Alléluia. Alléluia. Elle est vivante, la parole de Dieu ;elle juge des intentions et des pensées du cœur. Alléluia.

(cf. He 4,12)

 

Évangile : Mt 20, 1-16

En ce temps-là, Jésus disait à ses disciples cette parabole : « Le royaume des Cieux est comparable au maître d’un domaine qui sortit dès le matin afin d’embaucher des ouvriers pour sa vigne. Il se mit d’accord avec eux sur le salaire de la journée : un denier, c’est-à-dire une pièce d’argent, et il les envoya à sa vigne.   Sorti vers neuf heures, il en vit d’autres qui étaient là, sur la place, sans rien faire et à ceux-là, il dit : “Allez à ma vigne, vous aussi, et je vous donnerai ce qui est juste.” Ils y allèrent. Il sortit de nouveau vers midi, puis vers trois heures, et fit de même.  Vers cinq heures, il sortit encore, en trouva d’autres qui étaient là et leur dit : “Pourquoi êtes-vous restés là, toute la journée, sans rien faire ?”   Ils lui répondirent : “Parce que personne ne nous a embauchés. Il leur dit : “Allez à ma vigne, vous aussi.” Le soir venu, le maître de la vigne dit à son intendant : “Appelle les ouvriers et distribue le salaire, en commençant par les derniers pour finir par les premiers.”  Ceux qui avaient commencé à cinq heures s’avancèrent et reçurent chacun une pièce d’un denier.

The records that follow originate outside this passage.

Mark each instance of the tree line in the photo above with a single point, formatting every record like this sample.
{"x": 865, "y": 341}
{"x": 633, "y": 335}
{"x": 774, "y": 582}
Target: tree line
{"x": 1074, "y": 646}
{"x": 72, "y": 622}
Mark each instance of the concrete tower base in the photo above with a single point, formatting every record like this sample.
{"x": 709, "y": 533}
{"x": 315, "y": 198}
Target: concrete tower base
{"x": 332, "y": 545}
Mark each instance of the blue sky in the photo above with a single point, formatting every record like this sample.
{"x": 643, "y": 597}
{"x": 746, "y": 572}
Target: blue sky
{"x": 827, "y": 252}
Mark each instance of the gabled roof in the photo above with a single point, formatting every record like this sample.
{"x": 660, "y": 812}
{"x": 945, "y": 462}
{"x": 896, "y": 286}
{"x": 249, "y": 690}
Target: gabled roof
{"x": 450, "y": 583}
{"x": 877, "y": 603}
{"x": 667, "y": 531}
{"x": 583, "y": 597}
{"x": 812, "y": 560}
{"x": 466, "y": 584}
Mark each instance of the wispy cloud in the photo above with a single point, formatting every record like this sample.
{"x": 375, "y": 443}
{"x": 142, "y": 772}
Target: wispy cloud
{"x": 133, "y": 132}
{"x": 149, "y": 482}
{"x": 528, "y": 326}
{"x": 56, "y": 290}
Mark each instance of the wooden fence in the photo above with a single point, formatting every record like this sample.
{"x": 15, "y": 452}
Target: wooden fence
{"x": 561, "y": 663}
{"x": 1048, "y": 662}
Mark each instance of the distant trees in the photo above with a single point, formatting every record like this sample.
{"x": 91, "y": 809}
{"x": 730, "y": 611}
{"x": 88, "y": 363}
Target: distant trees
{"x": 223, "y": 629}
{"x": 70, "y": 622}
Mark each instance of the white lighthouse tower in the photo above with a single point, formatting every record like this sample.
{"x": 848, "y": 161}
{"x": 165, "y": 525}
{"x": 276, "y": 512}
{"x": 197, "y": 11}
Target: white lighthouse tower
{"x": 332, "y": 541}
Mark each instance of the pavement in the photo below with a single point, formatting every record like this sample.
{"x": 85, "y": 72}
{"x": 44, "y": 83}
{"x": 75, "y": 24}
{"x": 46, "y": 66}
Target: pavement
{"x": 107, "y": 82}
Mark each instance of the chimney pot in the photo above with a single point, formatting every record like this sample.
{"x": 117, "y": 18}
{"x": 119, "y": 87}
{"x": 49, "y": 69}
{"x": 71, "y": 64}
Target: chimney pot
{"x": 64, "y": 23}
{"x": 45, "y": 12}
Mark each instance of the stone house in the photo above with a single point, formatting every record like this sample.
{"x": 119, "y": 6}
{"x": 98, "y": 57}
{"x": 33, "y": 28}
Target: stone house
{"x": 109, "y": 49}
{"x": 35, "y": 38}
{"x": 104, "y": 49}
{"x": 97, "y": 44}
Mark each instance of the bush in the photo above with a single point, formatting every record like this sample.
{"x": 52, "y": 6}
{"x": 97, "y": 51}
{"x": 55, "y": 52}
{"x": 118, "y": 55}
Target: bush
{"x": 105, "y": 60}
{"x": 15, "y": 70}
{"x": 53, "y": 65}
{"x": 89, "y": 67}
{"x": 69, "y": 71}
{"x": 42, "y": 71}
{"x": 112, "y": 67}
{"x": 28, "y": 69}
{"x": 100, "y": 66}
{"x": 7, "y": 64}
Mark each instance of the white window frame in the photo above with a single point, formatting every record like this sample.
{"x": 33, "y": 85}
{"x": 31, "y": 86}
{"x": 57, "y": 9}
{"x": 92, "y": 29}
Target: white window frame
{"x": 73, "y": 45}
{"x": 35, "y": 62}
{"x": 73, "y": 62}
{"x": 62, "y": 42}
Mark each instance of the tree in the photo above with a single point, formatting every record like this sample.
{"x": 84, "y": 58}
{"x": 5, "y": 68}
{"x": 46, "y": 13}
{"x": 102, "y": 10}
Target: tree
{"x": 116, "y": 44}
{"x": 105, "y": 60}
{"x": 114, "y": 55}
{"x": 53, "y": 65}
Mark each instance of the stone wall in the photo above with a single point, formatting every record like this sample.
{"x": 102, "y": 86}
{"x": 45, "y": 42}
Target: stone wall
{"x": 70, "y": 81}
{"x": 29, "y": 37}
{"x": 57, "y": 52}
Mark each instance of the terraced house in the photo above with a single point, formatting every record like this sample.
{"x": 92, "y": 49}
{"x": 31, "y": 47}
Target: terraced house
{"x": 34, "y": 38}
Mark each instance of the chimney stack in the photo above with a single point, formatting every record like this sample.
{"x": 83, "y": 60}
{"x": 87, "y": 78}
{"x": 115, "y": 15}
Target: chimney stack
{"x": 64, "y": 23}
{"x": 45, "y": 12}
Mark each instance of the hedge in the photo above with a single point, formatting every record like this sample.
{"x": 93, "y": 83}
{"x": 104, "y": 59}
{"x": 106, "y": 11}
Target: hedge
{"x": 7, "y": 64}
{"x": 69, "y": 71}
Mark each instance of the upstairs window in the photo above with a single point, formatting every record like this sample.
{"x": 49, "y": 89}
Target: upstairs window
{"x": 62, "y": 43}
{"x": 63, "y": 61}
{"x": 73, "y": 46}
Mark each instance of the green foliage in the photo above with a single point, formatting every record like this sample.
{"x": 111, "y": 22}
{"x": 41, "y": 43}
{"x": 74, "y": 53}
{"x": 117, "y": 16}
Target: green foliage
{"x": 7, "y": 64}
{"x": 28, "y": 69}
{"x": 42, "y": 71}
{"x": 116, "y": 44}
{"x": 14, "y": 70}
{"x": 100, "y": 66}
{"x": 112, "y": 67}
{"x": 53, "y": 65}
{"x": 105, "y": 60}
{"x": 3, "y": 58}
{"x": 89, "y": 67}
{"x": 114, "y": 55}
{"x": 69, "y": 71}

Quand vint le tour des premiers, ils pensaient recevoir davantage, mais ils reçurent, eux aussi, chacun une pièce d’un denier.  En la recevant, ils récriminaient contre le maître du domaine : “Ceux-là, les derniers venus, n’ont fait qu’une heure, et tu les traites à l’égal de nous, qui avons enduré le poids du jour et de la chaleur !”  Mais le maître répondit à l’un d’entre eux : “Mon ami, je ne suis pas injuste envers toi. N’as-tu pas été d’accord avec moi pour un denier? Prends ce qui te revient, et va-t’en. Je veux donner au dernier venu autant qu’à toi : n’ai-je pas le droit de faire ce que je veux de mes biens ? Ou alors ton regard est-il mauvais parce que moi, je suis bon ?” C’est ainsi que les derniers seront premiers, et les premiers seront derniers. »

 

Prière sur les offrandes

Accepte, Seigneur notre Dieu, ce que nous présentons pour cette eucharistie où s’accomplit un admirable échange : En offrant ce que tu nous as donné, puissions-nous te recevoir toi-même. Par Jésus.

 

Antienne de communion : Ps 129, 7

Auprès du Seigneur est la grâce, l’abondance du rachat.

 

Prière après la communion

Par cette eucharistie, Seigneur, tu nous as unis davantage au Christ, et nous te supplions encore : Accorde-nous de lui ressembler sur la terre et de partager sa gloire dans le ciel. Lui qui.

 

 

MÉDITATION

L’évangile de ce jour nous apprend que l’amour de Dieu n’est jamais épuisé et que personne n’est exclu de sa miséricorde. Aussi y a-t-il un sentiment d’urgence dans l’amour miséricordieux de Dieu, qui atteint même le plus misérable des hommes, pour accueillir tout le monde, même à la dernière heure : il n’y a donc pas lieu de se plaindre de la générosité de Dieu. Sur ce, le Pape Jean Paul II dira dans Dives in misericordia, n. 3 « Rendre présent le Père en sa qualité d’amour et de miséricorde, c’est, dans la conscience propre du Christ, la vérification fondamentale de sa vocation de Messie ».